Quote Originally Posted by Bob's World View Post
Certainly all insurgencies are like snowflakes. No two manifests in the same way due to the unique circumstance of the micro-environments they are created in; but all share the same principles and factors for causation...

...Once one gets to looking past the fact that "all snowflakes are different" and gets to looking to how they are similar, one can begin to craft effective preventative and countering measures. The vast majority of those involve not the populace, but rather the government.

"Populaces do not fail governments, it is governments which fail the populaces".
"All" and "always" are troublesome words. Certainly many, possibly most insurgencies are conflicts between "the government" and "the populace" that trace back to weak or bad governance, but it would be dangerous to say "all". Sometimes the root cause is conflict among portions of the populace, often portions with incompatible definitions of "good governance".
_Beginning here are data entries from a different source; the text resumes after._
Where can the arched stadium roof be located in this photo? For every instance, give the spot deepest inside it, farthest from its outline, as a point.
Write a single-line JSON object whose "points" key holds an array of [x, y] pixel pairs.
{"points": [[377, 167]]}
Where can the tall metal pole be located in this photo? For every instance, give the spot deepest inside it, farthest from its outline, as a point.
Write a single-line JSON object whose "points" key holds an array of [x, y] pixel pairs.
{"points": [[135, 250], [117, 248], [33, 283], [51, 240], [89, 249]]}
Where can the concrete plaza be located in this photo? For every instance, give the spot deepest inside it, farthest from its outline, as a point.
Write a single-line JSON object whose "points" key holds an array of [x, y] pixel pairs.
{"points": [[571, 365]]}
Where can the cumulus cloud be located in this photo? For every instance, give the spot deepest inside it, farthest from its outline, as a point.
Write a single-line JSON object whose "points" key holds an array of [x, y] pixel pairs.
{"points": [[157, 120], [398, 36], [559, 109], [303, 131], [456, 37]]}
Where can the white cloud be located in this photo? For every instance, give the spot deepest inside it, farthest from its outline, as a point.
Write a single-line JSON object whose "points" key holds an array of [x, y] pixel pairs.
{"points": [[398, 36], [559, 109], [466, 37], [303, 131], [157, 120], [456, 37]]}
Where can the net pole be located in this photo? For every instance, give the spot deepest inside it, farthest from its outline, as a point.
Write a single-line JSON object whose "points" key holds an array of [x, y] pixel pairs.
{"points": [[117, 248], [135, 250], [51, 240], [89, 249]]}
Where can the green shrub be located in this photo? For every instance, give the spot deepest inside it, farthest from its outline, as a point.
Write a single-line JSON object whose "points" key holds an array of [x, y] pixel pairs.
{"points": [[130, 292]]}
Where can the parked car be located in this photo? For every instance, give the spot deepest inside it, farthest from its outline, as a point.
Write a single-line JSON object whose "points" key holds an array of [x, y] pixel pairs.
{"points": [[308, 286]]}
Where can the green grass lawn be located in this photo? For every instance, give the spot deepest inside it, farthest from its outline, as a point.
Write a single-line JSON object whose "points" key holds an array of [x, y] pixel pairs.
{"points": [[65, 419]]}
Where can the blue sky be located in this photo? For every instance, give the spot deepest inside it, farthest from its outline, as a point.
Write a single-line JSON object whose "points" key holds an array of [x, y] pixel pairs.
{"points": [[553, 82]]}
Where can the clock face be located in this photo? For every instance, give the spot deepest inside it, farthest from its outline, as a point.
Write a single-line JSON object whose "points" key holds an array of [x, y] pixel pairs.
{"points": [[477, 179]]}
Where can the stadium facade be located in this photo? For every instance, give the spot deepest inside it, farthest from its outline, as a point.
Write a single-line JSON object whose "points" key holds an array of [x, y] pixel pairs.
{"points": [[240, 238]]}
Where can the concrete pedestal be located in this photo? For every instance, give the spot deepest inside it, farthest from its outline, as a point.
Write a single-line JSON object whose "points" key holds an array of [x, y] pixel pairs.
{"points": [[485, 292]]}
Quote Originally Posted by Bob's World View Post
As to your paper, I agree with those who suggest that you pick one small target and laser in on it. Masters and Ph.D.s are intended to be an inch wide and a mile deep. If you go for a mile wide and an inch deep, drilling down deeper where necessary across the problem, you will gain great wisdom, but struggle in your academic pursuits.
An inch wide and a mile deep is perhaps not a hole one wants to spend a career in, but there are good reasons to start a career with that experience. Until you've gone deep and developed specialist knowledge you really don't understand or appreciate what depth is, and how much there is to know about every fraction of every picture. That can lead to dangerous overconfidence. I don't see wide and shallow as a road to wisdom; necessarily, especially without that base of specialized knowledge. Too often it leads to dangerously superficial conclusions.